= Lucie Hein =

East German politician (1910–1965)

Lucie Hein (25 September 1910 – 15 September 1965) was an East German politician (SED). Between 1960 and 1965 she served as the senior mayor of Frankfurt.

== Life ==
Lucie Hein was born in Rüdersdorf then a short distance outside Berlin on its eastern side. Her father worked as a foreman in the town's cement works. Her mother worked in a factory. She attended school in Rüdersdorf and then, later, in Petershagen. In 1925/26 she attended a commercial academy in Berlin where she trained as a typist. In 1926 she took work as a typist with the Max Levy company in Berlin. She undertook similar work with a succession of companies in Berlin and Petershagen till 1934 which is when she married a Berlin tobacco goods trader, after which she worked in her husband's business. Between 1941 and 1945 she is listed as a housewife. Her husband was killed on the Eastern Front in August 1944.

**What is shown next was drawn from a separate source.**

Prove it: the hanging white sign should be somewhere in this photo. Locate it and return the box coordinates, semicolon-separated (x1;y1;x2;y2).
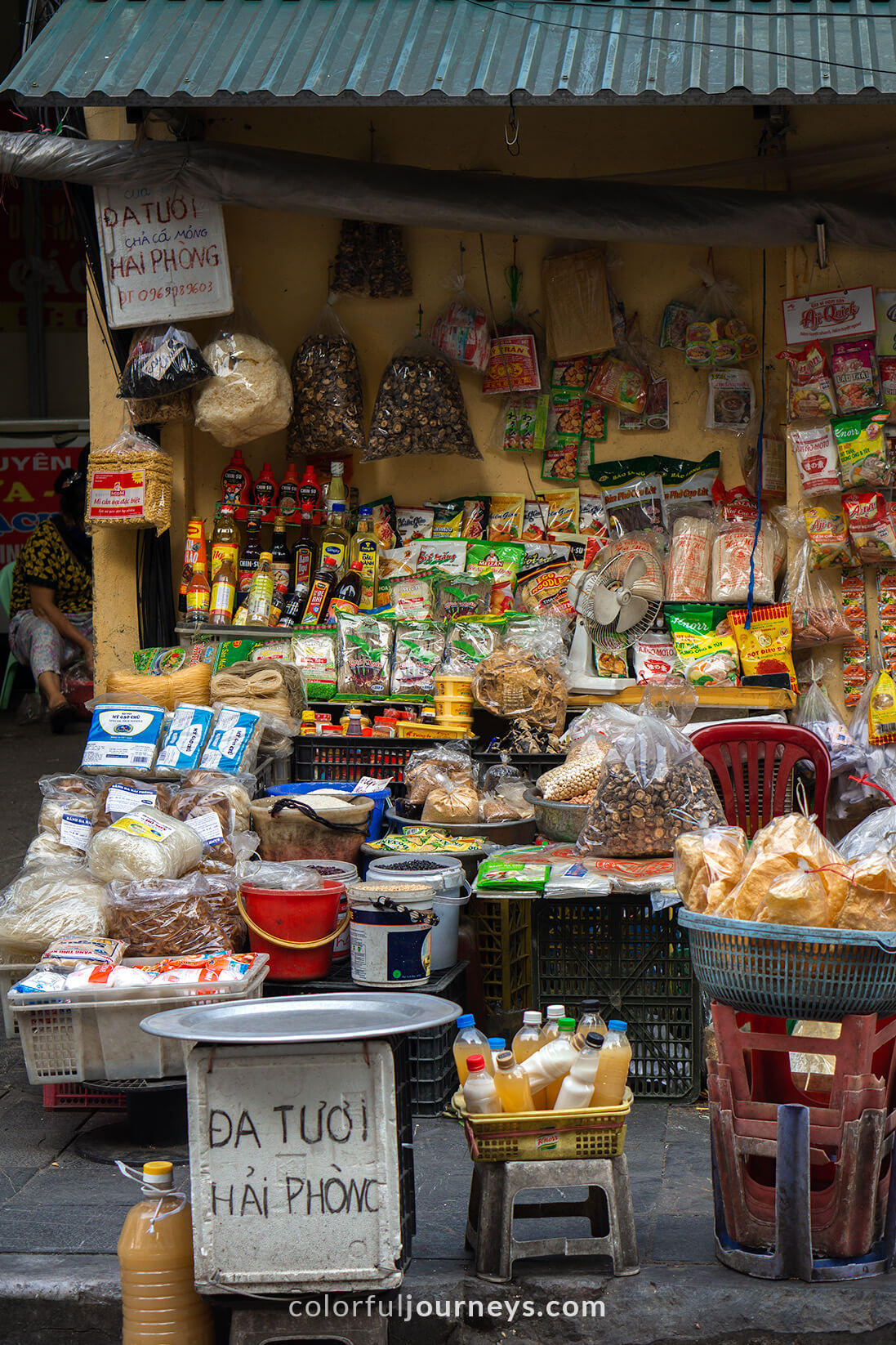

Between 1945 and 1952 she was installed in the council at Petershagen, working successively as a secretary, a senior clerk and head of the personnel department. Since the end of the war in May 1945 this entire portion of central Germany had been administered as the Soviet occupation zone (relaunched in October 1949 as the Soviet sponsored German Democratic Republic (East Germany). April 1946 saw the contentious creation of a new political party, the Socialist Unity Party ("Sozialistische Einheitspartei Deutschlands" / SED), later the ruling party for a new kind of German one-party dictatorship. Lucie Hein joined the party in 1947. In February 1951 she became the mayor of Petershagen.

In March 1951 she was selected to attend a three-month course at the regional party academy in Wandlitz. Between 1952 and 1960 she worked for the regional party leadership team ("Bezirksleitung") for the Frankfurt (Oder) region, becoming a political instructor. During this time she also took a one-year course of study at the Walter Ulbricht Academy for Public and Legal Sciences, following which she was employed as personal assistant the Frankfurt regional leadership team Party First Secretary with responsibility for governance, bloc parties and church affairs.

On 7 June 1960 she was appointed senior mayor of Frankfurt (Oder) in succession to Else Noack. Noack had been the city's first female mayor. Lucie Hein was the second. She remained in office till her death on 15 September 1965. Her period as mayor saw the start of Frankfurt's transformation into a "socialist city". The building of Karl Marx Street was progressed: it was completed in 1968. New high-rise residential apartment blocks were constructed in the inner city, along with the Winzerring development and the development at Baumschulenweg. Redevelopment at this time also involved blowing up the old university buildings in order to replace them.